51 problema. Por outro lado, admitindo a necessidade de melhoramento das condições de habitabilidade dos ciganos, são criadas estruturas próprias para acolhimento desta parte da população, são exemplo disso os chamados Parques Nómadas16, que para além de se tornarem uma solução economicamente vantajosa resolvem ainda o problema da coabitação entre os ciganos e a restante população, uma vez que estes espaços são criados em locais mais ou menos afastados ou isolados. Por último, assume-se uma postura de efetiva inexistência de ciganos itinerantes, tendo por base o facto de que os mesmos não se encontram recenseados, logo não existem de facto (Castro, 2006, p.5).

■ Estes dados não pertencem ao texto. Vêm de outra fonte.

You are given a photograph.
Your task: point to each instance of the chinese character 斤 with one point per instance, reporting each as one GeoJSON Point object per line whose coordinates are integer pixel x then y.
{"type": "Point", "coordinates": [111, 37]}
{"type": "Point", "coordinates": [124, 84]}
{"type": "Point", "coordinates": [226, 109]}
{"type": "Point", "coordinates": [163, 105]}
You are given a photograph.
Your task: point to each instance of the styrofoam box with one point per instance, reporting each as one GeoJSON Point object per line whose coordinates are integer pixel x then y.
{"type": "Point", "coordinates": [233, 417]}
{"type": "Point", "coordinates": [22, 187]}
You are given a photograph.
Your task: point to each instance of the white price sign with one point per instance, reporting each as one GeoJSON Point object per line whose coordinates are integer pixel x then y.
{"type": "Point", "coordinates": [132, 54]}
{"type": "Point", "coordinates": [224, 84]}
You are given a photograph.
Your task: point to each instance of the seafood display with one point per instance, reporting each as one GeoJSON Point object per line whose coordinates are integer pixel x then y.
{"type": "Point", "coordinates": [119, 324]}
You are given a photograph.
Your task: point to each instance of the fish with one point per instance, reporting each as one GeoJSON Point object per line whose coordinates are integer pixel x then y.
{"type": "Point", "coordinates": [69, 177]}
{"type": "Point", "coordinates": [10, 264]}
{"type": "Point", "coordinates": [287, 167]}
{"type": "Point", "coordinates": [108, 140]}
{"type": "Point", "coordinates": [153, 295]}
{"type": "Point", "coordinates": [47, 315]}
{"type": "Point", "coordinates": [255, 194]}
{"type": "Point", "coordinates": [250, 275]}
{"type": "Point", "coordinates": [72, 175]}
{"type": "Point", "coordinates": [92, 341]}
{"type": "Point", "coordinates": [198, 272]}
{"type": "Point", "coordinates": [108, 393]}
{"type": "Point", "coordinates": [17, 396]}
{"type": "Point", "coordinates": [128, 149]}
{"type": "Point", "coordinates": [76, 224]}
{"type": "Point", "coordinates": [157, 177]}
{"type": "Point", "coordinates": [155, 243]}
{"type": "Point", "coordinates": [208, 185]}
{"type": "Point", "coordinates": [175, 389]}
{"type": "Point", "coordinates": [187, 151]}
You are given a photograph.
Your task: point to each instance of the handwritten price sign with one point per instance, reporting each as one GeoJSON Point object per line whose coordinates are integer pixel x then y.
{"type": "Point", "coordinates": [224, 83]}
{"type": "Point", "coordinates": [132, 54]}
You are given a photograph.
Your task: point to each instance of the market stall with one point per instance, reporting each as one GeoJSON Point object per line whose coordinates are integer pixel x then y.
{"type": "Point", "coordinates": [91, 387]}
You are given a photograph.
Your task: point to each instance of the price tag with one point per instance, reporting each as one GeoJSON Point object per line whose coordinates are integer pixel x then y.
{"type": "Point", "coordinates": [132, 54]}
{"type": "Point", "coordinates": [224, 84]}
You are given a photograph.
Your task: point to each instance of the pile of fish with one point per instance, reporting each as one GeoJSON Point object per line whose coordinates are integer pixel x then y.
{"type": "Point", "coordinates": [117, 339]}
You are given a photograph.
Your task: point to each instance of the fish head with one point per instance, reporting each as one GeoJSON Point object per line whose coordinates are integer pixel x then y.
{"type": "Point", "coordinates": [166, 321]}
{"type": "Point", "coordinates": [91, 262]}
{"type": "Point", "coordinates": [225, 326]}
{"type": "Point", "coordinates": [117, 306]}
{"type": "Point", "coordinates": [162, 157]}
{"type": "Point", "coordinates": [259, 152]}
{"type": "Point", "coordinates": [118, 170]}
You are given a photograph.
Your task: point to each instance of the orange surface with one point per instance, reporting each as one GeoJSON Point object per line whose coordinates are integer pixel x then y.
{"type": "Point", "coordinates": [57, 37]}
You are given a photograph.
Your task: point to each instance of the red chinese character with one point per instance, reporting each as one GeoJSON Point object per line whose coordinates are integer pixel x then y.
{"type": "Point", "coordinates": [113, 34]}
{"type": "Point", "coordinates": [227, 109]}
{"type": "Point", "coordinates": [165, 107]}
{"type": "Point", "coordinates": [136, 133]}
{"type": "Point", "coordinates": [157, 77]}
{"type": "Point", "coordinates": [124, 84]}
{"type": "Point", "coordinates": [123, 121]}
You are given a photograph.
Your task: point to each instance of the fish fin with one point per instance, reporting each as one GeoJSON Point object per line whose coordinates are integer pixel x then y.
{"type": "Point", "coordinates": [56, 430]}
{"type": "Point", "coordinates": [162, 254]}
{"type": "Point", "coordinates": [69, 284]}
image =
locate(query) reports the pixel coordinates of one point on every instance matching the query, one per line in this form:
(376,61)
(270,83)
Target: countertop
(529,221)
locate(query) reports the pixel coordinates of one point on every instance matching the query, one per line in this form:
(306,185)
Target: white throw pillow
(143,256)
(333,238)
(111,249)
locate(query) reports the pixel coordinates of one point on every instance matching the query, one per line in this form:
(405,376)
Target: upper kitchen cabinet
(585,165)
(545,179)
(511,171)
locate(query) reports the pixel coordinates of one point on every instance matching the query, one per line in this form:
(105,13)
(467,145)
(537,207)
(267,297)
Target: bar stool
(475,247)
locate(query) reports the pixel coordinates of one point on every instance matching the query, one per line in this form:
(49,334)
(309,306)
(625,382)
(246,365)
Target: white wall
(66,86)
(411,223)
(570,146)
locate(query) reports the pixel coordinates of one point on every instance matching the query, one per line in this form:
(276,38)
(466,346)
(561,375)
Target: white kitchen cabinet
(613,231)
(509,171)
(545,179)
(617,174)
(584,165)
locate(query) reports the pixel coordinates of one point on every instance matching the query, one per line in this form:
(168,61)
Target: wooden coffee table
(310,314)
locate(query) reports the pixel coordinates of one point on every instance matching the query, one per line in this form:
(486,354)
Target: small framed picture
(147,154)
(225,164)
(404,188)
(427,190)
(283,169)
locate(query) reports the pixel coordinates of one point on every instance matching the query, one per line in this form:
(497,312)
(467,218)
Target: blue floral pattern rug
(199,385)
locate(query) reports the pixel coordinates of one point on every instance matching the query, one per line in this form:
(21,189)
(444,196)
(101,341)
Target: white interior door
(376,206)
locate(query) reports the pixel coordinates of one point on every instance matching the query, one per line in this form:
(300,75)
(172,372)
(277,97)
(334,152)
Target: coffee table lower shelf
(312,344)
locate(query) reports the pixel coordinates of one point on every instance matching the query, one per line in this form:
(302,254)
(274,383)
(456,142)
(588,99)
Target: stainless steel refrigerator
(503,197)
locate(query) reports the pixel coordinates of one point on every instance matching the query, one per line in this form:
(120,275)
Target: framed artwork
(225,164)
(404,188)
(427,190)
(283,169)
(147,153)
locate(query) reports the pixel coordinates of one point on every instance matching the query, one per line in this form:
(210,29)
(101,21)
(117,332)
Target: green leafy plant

Ora, de acordo com a autora, os pressupostos aqui apresentados deixam dúvidas quanto a uma itinerância espontânea e voluntária por parte dos ciganos. A conjuntura que envolve a realidade destas pessoas obriga a uma diversidade de estratégias e relações com o território na procura de melhores condições de vida, ainda que possa existir uma predisposição de génese histórica para as deslocações. Isto significa que as viagens, embora usadas de forma frequente e em geral por grande parte de indivíduos ou famílias ciganas, não acontecem por acaso, têm sempre uma função. A autora identifica algumas razões que justificam as deslocações frequentes dos ciganos, entre elas, a função económica, que permite a alguns ciganos que se dedicam ao comércio, procurar a sua clientela. Identifica também a função social, no sentido de se estreitarem laços familiares e manter o relacionamento, tão importante como rede de apoio em situações de dificuldades. Pelo contrário, a itinerância pode também ocorrer como forma de afastamento entre famílias para evitar situações de conflito, é comum e faz parte da cultura cigana a estratégia de não coabitação nos mesmos espaços, de duas ou mais famílias entre as quais tenham ocorrido desentendimentos ou conflitos, este afastamento evita o confronto direto e por conseguinte o apaziguamento da crise (Castro, 2006, p. 8).